A chamada justiça desportiva é por demais badalada na comunicação social, essencialmente, e como seria de esperar, por causa do futebol e das suas tropelias. Mas não é de futebol que falamos aqui, nem da justiça, ou injustiça, das decisões desportivas, que dariam pano para muitas mangas.

Muitas vezes se diz que a justiça está feita à medida dos ricos. Não há mais pura mentira. A justiça, na verdadeira representação da palavra, é igual para todos, senão deixaria de ser justiça. Já as custas judiciais e outros custos… definem o acesso à justiça.

Pegando no ciclismo, quanto custa a justiça? De forma simples e perceptível, imaginando que um ciclista, ou outro agente da modalidade, não concorda com uma decisão do Conselho de Disciplina da Federação, pode recorrer para o Conselho de Justiça da Federação. É aconselhável constituir um advogado que perceba alguma coisa de direito desportivo, direito penal e processual penal, e sobretudo de direito administrativo. Lá se vão alguns euros! Para além disso, o recurso para o Conselho de Disciplina custa mil euros, que serão devolvidos no caso de darem razão ao recorrente.

Se não a derem, e o ciclista, ou outro agente, não se conformar, tem a hipótese obrigatória do TAD (o nosso). Também pode ser outro organismo a não concordar com a segunda decisão (dando razão ao recurso, em violações de normas anti-dopagem, a Adop, pode não concordar com a decisão do Conselho de Justiça, e fazer seguir o procedimento). Mas na hipótese linear, numa questão das mais simples e de menos valor, as custas processuais no TAD, já são ofensivas. Do valor de cada sujeito processual, ao valor dos árbitros, refiro apenas que só em encargos administrativos (pouco mais que enviar correspondência) são 75€, por sujeito processual, que podem ser acrescidos de não sei quantas circunstâncias. Tudo somado, já fazem parecer verdadeiramente minimalistas e simpáticos os primeiros mil euros gastos com o recurso para o Conselho de Justiça.

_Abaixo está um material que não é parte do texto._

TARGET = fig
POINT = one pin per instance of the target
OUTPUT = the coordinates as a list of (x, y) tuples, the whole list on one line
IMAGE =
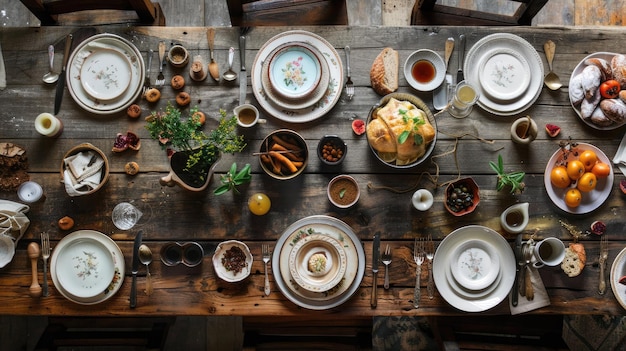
[(358, 127), (553, 130), (598, 228)]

Há obviamente, nesta fase, a hipótese de recorrer ao sistema de apoio judiciário, enfim, onde se pode ter sorte, ou não. De qualquer forma, mau era se não existisse esse apoio.

Das custas do TAD, podemos passar às do TAS, em Lausanne, na Suiça. Não queiram saber os valores!

Esquecendo o TAS, só no âmbito interno, sem apoio, com alguma facilidade, faseadamente, todo o procedimento de defesa pode custar perto de 10.000 €, dinheiro que em parte é devolvido “ganhando” a questão, mas que até lá está fora do bolso e tem de estar disponível.

Sabendo o que ganham os ciclistas e outros agentes da modalidade em Portugal, veja-se a facilidade que é proferir uma má decisão na justiça desportiva e o atleta ter que se conformar com essa má decisão por falta de meios (de vária espécie) para reagir.

Não admira que até a UCI queira fugir aos tribunais desportivos, assumindo acordos bem mais benéficos para os seus bolsos. Mas aqui, a questão essencial é que neste último caso enfrentava Peter Sagan e a Bora, que lidam com facilidade com os valores monetários necessários para reagir a uma decisão que considerem injusta.

Tal como Carlos Queiroz reagiu violentamente contra a Adop e a Federação de Futebol, e lhe foi dada evidente e “choruda” razão. Mas se fosse o treinador do Cova da Piedade, provavelmente teria que se conformar com um falso impedimento de controlo.

A grande injustiça da justiça desportiva é não lidar com verdadeiros tribunais. Todas as instâncias descritas são tribunais a fingir, onde a leviandade da decisão é muitas vezes uma tentação, não raras vezes, sendo simpático, de espécie puramente emotiva. Mais do que o dinheiro em si, estão aqui os maiores custos da dita justiça desportiva.

E quando essa emotividade começa logo em maus comissários, na maioria das circunstâncias os primeiros a proferir as decisões, sem perceberem o que fazem, não há verdadeiramente muito a fazer.